Pug Hill - Alison Pace [102]
But I wouldn’t say that. Besides for maybe the thing about the airport, I know enough now to know you can’t get that specific. Really, I think I want just what everyone else wants. I want love. And I want finding it not to be so hard.
I look out at all the sailboats, and I’ve always loved the sailboats, and I think that I want someone who would maybe take me sailing. I think I’d want that, too.
“Hope?”
“Uh,” I say, and I don’t want to tell her anything. But I feel, right now, like it’s so important that I tell her something, if for no other reason than to make her be quiet. I want to tell her something so that we can have silence, so that we can just listen to the sound of the water splashing against the side of the boat. Even if it is intermittently interrupted by my mother saying, “Betsy, look, look at the seagull,” at least it’ll be mostly silence, at least it’ll be mostly just the sound of water splashing against the side of the boat.

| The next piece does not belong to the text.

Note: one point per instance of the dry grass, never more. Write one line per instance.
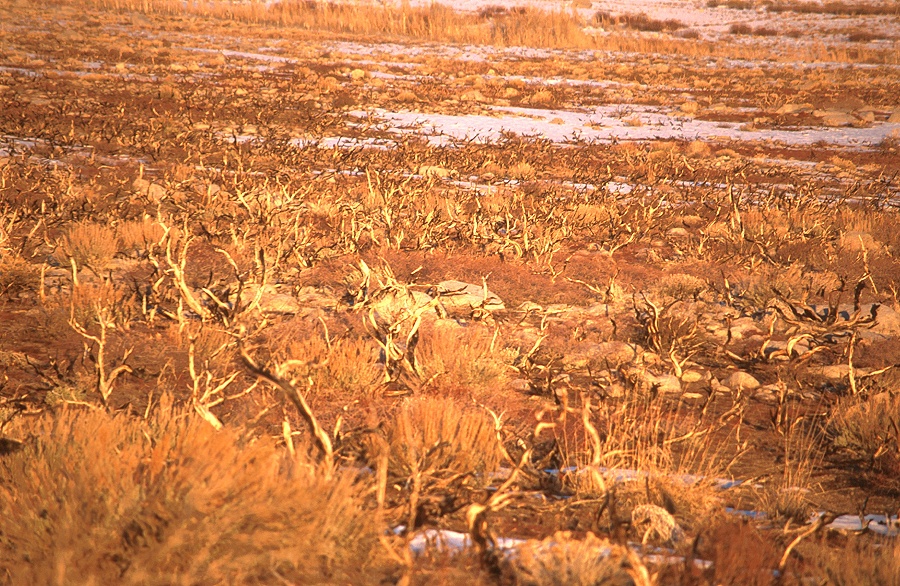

My eyes fall on Mrs. Gerard’s tote bag. There’s an elephant on it. I look closer at the elephant: it’s red, white, and blue. I look up and say, “I want a Democrat.”
Mrs. Gerard takes in a little breath, and then she doesn’t say anything else, and for just one moment I can hear the sound of the water splashing against the side of the boat.
Betsy starts barking and I try, for what seems like forever, to catch Mom’s eye. Mom looks over at me, and then looks over at Mrs. Gerard, and before she says anything, for this one really tiny, but really important moment, I feel understood. She turns to my father, and says, “Henry, it’s enough already. Let’s keep moving.”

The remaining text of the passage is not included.